Mais il y a pas mal d’albums de lui que j’avais abordes ici il y a un certain temps, ainsi, comme le cycle de l’hiver dernier est surtout consacre a de l’inedit (j’ai malgre tout reaborde des albums, tel Together Through Life et Shot Of Love), c’est au compte-gouttes, regulii?rement, que je vous propose de nouvelles chroniques sur ses albums. Apres Blonde On Blonde et Street-Legal, deux albums tellement multiples que leur seul point commun est d’etre des albums du Barde, place a Nashville Skyline. Un album qui compte parmi des plus particuliers de Dylan, et accessoirement, parmi faire mes preferes. Et j’aurais bien du mal a vous expliquer pourquoi, parce que votre album, il faut le savoir, reste votre disque, essentiellement, de country, et la country, franchement, dans l’ensemble, je n’en suis jamais fan du tout. J’aime deux-trois albums de ci de la, de Willie Nelson ou Gram Parsons, mais c’est a peu pres tout. En fait, si j’adore autant cet album de Dylan, c’est parce que c’est vraiment bizarre. On a l’impression que Dylan a voulu niquer sa carriere, avec votre disque. Mais en fait, quelque part, c’est ce match pure que Dylan tentait de faire depuis son precedent opus, John Wesley Harding, sorti en 1967. Cet album faisait apri?s monumental Blonde On Blonde, premier double album de l’histoire du rock, un album tres rock, baigne d’orgue electrique (Al Kooper) surtout, en partie enregistre a Nashville, mais ca ne se ressentait jamais a l’ecoute. Puis Dylan parait avoir eu un accident de moto, qui l’a laisse eloigne des studios pendant plusieurs temps, en convalescence. Se reposant a West Saugerties, dans l’Etat de New York, non loin de Woodstock, dans une maison rose, il enregistre, dans la cave de cette maison, avec le Band (le groupe accompagnateur pour nos concerts de 1966), une enculade de chansons, plus de la centaine : les Basement Tapes, qu’on ne propose plus.

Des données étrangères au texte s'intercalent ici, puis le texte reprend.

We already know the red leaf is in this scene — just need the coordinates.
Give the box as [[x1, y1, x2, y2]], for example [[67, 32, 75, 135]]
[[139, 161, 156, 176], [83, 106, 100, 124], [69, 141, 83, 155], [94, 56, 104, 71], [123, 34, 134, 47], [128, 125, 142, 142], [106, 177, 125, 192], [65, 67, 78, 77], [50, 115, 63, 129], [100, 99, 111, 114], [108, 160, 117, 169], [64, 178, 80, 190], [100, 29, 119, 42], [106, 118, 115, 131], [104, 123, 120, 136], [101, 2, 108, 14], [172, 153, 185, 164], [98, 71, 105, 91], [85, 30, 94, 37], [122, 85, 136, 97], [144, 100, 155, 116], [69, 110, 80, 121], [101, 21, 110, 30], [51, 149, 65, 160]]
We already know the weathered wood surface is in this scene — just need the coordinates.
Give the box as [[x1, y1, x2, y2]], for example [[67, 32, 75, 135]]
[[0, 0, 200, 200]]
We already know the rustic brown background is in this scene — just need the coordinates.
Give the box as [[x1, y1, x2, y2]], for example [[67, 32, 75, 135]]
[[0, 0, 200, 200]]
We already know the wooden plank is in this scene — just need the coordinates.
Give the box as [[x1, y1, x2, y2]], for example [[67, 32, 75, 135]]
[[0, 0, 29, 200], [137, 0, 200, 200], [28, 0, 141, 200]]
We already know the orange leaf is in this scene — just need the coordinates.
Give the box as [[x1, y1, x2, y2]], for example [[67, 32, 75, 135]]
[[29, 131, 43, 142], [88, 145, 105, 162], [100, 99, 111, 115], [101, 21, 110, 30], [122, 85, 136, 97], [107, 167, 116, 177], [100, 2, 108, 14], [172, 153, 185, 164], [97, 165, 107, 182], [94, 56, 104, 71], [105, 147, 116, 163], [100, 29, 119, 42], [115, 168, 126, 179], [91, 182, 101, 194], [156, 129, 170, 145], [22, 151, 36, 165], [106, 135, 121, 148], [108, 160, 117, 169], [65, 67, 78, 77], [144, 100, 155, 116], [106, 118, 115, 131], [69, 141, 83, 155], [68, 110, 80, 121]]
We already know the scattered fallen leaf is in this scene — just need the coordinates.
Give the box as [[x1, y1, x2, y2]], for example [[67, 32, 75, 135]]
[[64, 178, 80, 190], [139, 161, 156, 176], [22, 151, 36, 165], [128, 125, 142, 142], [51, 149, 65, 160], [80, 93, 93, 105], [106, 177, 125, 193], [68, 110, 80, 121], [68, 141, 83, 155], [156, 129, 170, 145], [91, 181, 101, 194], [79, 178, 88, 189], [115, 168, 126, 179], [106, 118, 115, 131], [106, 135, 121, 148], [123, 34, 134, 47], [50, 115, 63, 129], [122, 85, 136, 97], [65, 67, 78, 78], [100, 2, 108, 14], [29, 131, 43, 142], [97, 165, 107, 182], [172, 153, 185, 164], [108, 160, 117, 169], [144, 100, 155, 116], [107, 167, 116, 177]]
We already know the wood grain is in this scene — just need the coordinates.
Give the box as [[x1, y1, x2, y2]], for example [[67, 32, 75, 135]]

Il enregistre John Wesley Harding, album de chansons folk mystiques (aucune des 12 chansons n’est une Basement Tape), qu’il sort en 1967.

Apres Blonde On Blonde, c’est 1 retour a toutes les sources assez difficilement compris par le grand public, une sorte de renvoi en arriere assez en gali?re adore, malgre que l’album soit une totale reussite. Puis Dylan se barre a Nashville. La, il va enregistrer son nouvel album, Nashville Skyline. La, il va surtout collaborer, le temps de sessions officiellement commercialisees sur le 15eme (et soir a ce jour) Bootleg Series, Travelin’ Thru, mais qui auparavant etaient vendues en bootlegs, avec Johnny Cash. Johnny Cash, l’homme en noir, celui qui, en 1968, a explose a la face du monde avec son live At Folsom Prison, et qui, en 1969, recidive avec le tout aussi genial live At San Quentin, 2 albums enregistres en taule (il n’y etait gui?re, mais se produisait souvent pour des taulards), deux pierres angulaires. Johnny Cash, le paradoxe vivant (accro a Plusieurs drogues, ayant chante dans Folsom Prison Blues avoir bute un mec a Reno rien que dans le but d’observer quelqu’un mourir ; puis un mec terriblement croyant, pieux). Il semblait indispensable que tot ou tard, les deux, le folkeux et le countryman, ne fassent votre style ensemble. Un album, votre concert, votre barbecue, quelque chose, peu importe quoi. Ca sera fromage et dessert : des sessions studio, ainsi, une participation de Dylan au «Johnny Cash Show», a Notre TV. Mes sessions, au final, ne donneront, concernant Nashville Skyline, qu’un morceau, qui ouvre magnifiquement le disque : une reprise de Girl From The North Country, chanson que Dylan avait faite en 1963 Afin de le deuxieme album. Cash signe aussi les belles notes de pochette. Le reste de l’album est sans Cash, mais possede votre indubitable atmosphere country nashvillienne, ainsi, les musiciens sont en particulier Pete Drake, Kenny Buttrey, Chalie McCoy, des pointures du genre ainsi que Nashville.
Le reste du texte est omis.